To maintain economic development efforts, Shumlin told lawmakers he is looking to expand apprenticeships and job training programs. The state’s Regional Development Corporations., which focus on recruiting and maintaining businesses, will see a 9 percent increase in funding.
Shumlin said the state’s growing technology sector, which includes companies such as Dealer.com and My Web Grocer. Shumlin said the state must compete with other states to maintain existing companies and recruit new ones. He offered no new initiatives, however, other than pledging that members of his administration will work with lawmakers on that task.
Shawn Shouldice, state director for the National Federation of Independent Business, said Shumlin offered no plans to help small businesses in Vermont that aren’t in the tech industry.
“While NFIB is a proponent of innovation and entrepreneurship, most of the businesses that are here now, which create most of the jobs and which support the state’s economy, are not high-tech companies.

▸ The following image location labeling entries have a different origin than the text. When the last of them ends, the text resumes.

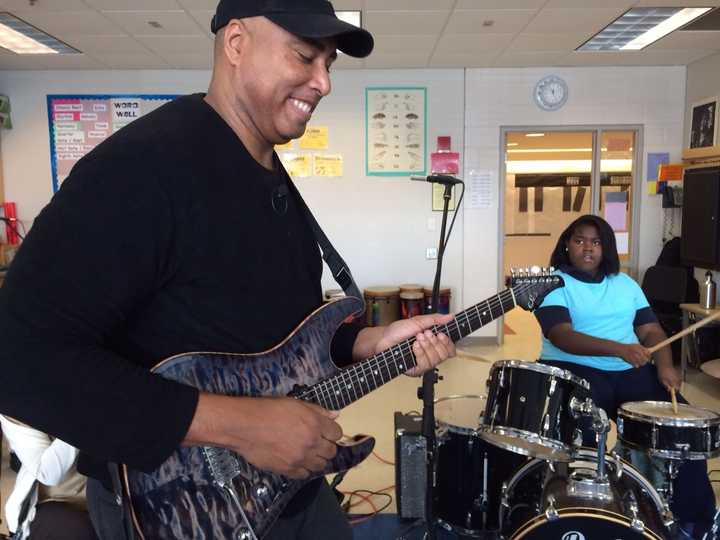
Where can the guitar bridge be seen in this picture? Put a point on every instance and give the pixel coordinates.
(223, 466)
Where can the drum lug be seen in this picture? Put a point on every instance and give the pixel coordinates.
(550, 512)
(619, 467)
(546, 424)
(653, 437)
(577, 437)
(636, 523)
(708, 441)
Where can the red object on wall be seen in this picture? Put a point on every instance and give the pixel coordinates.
(11, 227)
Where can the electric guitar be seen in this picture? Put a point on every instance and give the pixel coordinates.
(213, 493)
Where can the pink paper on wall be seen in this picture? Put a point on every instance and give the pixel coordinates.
(615, 215)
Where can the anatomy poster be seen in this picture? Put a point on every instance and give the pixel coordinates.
(78, 123)
(396, 131)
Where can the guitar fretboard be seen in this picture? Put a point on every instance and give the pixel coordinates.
(358, 380)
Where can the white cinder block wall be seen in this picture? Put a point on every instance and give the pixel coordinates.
(380, 225)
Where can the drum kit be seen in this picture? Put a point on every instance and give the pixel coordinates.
(512, 465)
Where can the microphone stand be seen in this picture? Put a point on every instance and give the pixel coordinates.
(427, 391)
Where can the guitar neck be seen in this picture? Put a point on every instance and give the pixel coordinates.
(358, 380)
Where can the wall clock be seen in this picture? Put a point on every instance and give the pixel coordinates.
(550, 93)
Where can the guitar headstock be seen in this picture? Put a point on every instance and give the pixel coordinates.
(531, 285)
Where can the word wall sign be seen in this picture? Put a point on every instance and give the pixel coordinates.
(78, 123)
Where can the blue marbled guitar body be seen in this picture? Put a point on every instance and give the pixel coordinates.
(208, 493)
(184, 498)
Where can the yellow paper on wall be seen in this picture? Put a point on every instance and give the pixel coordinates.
(315, 138)
(297, 165)
(672, 172)
(328, 165)
(287, 146)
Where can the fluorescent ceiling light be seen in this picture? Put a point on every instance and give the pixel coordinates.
(639, 27)
(22, 38)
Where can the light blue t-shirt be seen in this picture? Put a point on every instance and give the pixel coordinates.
(605, 310)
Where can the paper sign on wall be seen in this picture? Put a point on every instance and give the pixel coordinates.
(314, 138)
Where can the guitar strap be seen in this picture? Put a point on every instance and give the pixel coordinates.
(122, 501)
(338, 267)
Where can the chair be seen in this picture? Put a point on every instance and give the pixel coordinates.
(666, 287)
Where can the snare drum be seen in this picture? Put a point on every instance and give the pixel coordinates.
(653, 426)
(469, 471)
(528, 409)
(569, 503)
(382, 305)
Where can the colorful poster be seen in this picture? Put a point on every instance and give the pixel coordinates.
(314, 138)
(330, 165)
(396, 131)
(78, 123)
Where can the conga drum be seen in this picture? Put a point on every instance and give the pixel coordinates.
(382, 305)
(411, 304)
(443, 300)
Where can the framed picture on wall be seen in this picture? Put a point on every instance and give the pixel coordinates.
(704, 123)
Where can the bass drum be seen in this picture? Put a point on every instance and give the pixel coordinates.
(569, 504)
(469, 471)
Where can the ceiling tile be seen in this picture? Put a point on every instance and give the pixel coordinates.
(557, 21)
(500, 4)
(132, 60)
(403, 44)
(53, 5)
(203, 18)
(548, 42)
(139, 5)
(199, 4)
(177, 44)
(408, 5)
(504, 20)
(93, 44)
(405, 22)
(64, 23)
(9, 60)
(480, 59)
(188, 61)
(529, 58)
(473, 43)
(172, 22)
(585, 4)
(392, 60)
(689, 40)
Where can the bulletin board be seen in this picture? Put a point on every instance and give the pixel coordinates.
(78, 123)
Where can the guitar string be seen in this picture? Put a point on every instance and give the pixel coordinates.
(339, 385)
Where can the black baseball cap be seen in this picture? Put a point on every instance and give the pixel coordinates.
(314, 19)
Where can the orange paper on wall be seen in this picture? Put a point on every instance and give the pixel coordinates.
(672, 172)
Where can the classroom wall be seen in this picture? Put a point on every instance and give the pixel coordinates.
(382, 226)
(703, 81)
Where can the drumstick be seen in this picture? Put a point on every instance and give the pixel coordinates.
(674, 400)
(684, 332)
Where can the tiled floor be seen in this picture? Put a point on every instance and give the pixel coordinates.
(464, 375)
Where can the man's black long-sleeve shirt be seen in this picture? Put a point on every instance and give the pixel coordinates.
(163, 240)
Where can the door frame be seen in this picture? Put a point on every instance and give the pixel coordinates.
(596, 130)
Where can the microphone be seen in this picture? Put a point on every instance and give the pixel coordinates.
(437, 179)
(279, 199)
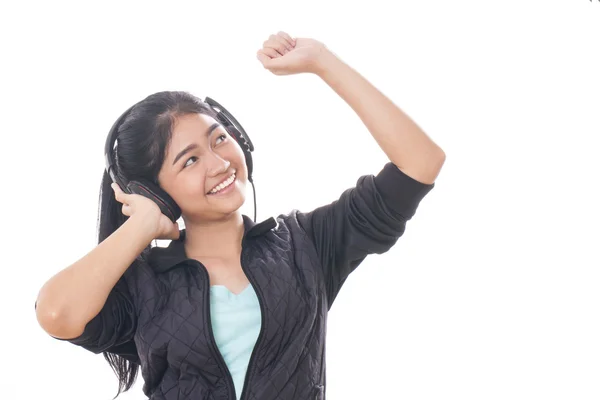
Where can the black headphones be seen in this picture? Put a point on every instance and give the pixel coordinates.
(152, 191)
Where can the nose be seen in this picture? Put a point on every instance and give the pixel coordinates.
(216, 165)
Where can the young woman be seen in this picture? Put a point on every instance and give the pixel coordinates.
(231, 308)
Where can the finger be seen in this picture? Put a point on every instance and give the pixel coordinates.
(288, 38)
(262, 57)
(118, 192)
(272, 53)
(275, 44)
(280, 39)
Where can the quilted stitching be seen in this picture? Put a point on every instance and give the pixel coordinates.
(173, 339)
(297, 264)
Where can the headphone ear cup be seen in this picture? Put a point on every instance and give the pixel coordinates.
(153, 192)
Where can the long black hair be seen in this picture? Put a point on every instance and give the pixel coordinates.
(142, 141)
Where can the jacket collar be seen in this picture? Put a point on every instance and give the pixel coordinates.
(162, 259)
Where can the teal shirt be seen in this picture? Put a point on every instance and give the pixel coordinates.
(236, 321)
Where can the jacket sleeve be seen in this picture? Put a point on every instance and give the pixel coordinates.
(113, 328)
(368, 218)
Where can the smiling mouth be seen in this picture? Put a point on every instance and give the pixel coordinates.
(223, 185)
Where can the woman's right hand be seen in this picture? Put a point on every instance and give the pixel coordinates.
(142, 207)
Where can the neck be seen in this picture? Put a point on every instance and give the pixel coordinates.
(215, 239)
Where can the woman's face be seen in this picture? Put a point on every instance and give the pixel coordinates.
(200, 156)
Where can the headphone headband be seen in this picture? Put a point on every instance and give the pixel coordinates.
(151, 190)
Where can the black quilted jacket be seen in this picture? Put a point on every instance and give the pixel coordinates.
(158, 314)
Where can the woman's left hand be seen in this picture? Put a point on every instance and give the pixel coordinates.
(283, 55)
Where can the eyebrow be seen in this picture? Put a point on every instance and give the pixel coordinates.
(192, 146)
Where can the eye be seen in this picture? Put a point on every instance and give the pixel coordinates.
(186, 163)
(222, 135)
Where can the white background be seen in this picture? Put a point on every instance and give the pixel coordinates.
(494, 290)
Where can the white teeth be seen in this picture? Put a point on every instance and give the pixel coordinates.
(223, 185)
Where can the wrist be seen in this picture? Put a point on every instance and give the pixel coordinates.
(326, 62)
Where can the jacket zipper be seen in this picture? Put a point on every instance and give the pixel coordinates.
(213, 342)
(250, 369)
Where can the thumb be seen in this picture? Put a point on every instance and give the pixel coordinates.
(268, 62)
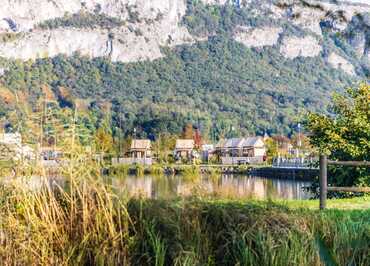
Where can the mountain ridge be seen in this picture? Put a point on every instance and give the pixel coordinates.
(254, 65)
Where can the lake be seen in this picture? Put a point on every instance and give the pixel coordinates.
(224, 186)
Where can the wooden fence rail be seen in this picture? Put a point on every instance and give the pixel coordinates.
(324, 162)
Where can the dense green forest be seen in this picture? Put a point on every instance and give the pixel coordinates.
(218, 85)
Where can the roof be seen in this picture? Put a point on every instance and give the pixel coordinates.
(185, 144)
(237, 143)
(11, 138)
(140, 144)
(208, 147)
(253, 141)
(220, 144)
(234, 143)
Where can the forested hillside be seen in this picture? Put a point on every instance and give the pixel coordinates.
(217, 83)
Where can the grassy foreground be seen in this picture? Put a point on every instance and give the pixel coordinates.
(88, 224)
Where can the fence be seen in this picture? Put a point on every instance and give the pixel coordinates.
(143, 161)
(324, 162)
(280, 162)
(241, 160)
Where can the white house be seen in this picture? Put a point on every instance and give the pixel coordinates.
(242, 150)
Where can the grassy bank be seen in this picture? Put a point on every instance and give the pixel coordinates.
(88, 224)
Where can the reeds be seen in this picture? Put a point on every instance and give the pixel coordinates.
(84, 223)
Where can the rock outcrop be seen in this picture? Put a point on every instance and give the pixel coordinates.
(339, 62)
(293, 47)
(258, 37)
(150, 25)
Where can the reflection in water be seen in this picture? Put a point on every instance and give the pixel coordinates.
(228, 186)
(167, 187)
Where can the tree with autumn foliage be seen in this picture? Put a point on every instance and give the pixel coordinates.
(345, 135)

They need help, too,” she said.
The transportation budget includes an increase of $33 million, raising total transportation spending to $686 million. The funding will help the state replace or repair 100 bridges, pave 300 more miles of road and expand carpooling efforts around the state, Shumlin said.
The western rail corridor will also see continued funding in Shumlin’s budget. He said new investments will improve tracks between Rutland and Burlington, and help the state achieve its goal of passenger rail all the way to New York City through Burlington, Rutland and Bennington.
“My budget proposes $19 million to extend these improvements, bringing us closer to our goal of growing jobs and economic opportunity by delivering better freight and passenger rail service up and down the western side of Vermont,” he said.
House Minority Leader Don Turner of Milton said during the Republican news conference that his caucus is glad to see a reduction in the use of one-time money, a position they have been advocating for several years.
“We have for the last several years been calling on the governor to reduce the dependence on use of one-time money in the budget,” he said. “We’re happy to see this year the governor is moving in that direction. Although $30 million in one-time money is still a lot of money, it still does put us in a better direction.”
Still, the proposed budget is higher than Vermonters can support, Turner said.
“Proposing a budget that exceeds the growth rate of Vermont’s economy and … the paychecks in Vermonters’ wallets is bad policy and not financially sustainable,” he said.